17 Artists Share the Films That Influenced Them
“This is a wonderfully terrible movie that introduced me to my favorite genre of cinema: the unbridled follow-up film, a genre exclusively populated by men,” says Evans, whose own eclectic work has dabbled with artificial intelligence, dance performances modeled on those of North Korean performers, and a digital reanimation of the late Philip Seymour Hoffman. “A director follows up on their first wildly successful film—which in Vinterberg’s case was Festen—and is suddenly gifted with budget, actors, an army of visual effects, and unrelenting support to live their genius.
“In It’s All About Love, the result is unsettling and unhinged. The film is set in the future, where Claire Danes is a Polish figure skater who is divorcing Joaquin Phoenix. She wants to retire but suspects she is being cloned, and needs Joaquin’s help. Adding to their sense of urgency, people keep dropping dead from ‘not enough love,’ and Joaquin’s brother, played by Sean Penn, has escaped to an airplane that is permanently in flight, where everyone seems to have eschewed the smoking ban.
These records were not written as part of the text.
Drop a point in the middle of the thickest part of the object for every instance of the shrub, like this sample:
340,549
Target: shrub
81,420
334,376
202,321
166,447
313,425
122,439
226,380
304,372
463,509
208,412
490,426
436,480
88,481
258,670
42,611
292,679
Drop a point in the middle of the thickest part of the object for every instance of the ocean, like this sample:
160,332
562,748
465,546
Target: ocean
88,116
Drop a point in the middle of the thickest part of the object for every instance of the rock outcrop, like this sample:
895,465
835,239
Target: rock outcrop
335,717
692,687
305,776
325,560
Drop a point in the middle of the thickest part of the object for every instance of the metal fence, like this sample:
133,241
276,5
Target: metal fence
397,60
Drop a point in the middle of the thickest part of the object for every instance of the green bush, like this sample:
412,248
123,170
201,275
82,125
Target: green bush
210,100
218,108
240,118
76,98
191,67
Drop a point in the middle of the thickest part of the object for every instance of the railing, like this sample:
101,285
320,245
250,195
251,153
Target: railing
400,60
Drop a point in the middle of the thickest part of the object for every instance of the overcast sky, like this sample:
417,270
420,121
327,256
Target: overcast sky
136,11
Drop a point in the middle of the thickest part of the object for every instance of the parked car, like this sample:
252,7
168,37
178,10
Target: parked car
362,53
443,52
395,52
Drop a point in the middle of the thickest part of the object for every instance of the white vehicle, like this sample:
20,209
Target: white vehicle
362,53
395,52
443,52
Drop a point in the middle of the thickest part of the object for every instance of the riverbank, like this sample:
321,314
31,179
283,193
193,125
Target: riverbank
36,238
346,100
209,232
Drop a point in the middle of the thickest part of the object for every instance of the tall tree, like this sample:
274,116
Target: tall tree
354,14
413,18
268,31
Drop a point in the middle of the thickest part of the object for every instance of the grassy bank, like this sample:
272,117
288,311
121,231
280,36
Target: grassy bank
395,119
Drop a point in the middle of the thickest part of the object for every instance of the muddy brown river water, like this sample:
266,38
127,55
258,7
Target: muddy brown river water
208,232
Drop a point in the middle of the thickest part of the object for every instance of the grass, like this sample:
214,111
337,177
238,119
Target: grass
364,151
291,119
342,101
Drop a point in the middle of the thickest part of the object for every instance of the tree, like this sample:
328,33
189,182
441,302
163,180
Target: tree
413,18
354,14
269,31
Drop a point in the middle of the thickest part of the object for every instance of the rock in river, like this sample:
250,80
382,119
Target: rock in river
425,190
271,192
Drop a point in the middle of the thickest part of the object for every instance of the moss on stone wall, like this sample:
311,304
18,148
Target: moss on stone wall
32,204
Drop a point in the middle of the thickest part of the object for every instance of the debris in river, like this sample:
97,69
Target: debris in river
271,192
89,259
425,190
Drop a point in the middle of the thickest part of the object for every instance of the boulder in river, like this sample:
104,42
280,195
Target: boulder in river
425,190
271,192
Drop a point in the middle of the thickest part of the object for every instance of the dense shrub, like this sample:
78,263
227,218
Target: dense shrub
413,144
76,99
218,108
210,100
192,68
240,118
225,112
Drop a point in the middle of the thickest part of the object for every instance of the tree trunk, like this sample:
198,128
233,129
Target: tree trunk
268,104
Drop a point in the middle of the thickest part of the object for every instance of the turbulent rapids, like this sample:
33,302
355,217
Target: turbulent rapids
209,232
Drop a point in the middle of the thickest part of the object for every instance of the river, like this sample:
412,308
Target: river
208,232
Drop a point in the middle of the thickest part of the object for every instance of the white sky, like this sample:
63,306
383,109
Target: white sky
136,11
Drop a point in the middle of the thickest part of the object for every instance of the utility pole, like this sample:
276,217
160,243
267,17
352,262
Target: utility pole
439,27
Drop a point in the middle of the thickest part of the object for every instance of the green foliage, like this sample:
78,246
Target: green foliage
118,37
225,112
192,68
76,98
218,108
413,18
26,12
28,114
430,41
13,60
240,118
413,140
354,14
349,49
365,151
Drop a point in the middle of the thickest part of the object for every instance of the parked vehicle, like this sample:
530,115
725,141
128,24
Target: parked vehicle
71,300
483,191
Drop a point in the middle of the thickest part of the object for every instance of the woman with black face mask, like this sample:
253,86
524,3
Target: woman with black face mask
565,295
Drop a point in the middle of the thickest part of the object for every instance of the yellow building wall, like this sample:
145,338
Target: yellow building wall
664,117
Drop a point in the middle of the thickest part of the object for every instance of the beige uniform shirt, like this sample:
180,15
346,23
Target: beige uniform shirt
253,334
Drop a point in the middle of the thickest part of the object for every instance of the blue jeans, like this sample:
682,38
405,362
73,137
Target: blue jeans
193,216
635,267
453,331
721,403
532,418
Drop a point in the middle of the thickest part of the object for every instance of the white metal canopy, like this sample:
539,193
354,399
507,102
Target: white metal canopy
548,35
“As a sidebar, the whole country of Uganda seems to be losing gravity, its people saying self-conscious things like ‘We’re not angels. We’re ordinary people.’ That’s just the set up. At some point in production, Vinterberg called Ingmar Bergman and asked him to help finish the film. He declined. The studio tried to bill it as sci-fi apocalyptic but Vinterberg insisted that it’s merely ‘a dream.’ It was an utter flop, and one of the best worst films about the human condition. It’s changed the way I approach my own projects and I sometimes re-watch it when I’m nervous about an idea.”
Those curious about the influence of this big-budget disaster on Evans’s own work can find her this fall at the Ural Industrial Biennal; the 7th Moscow Biennale; or the Museum Leuven, where she has a solo up through November 19th.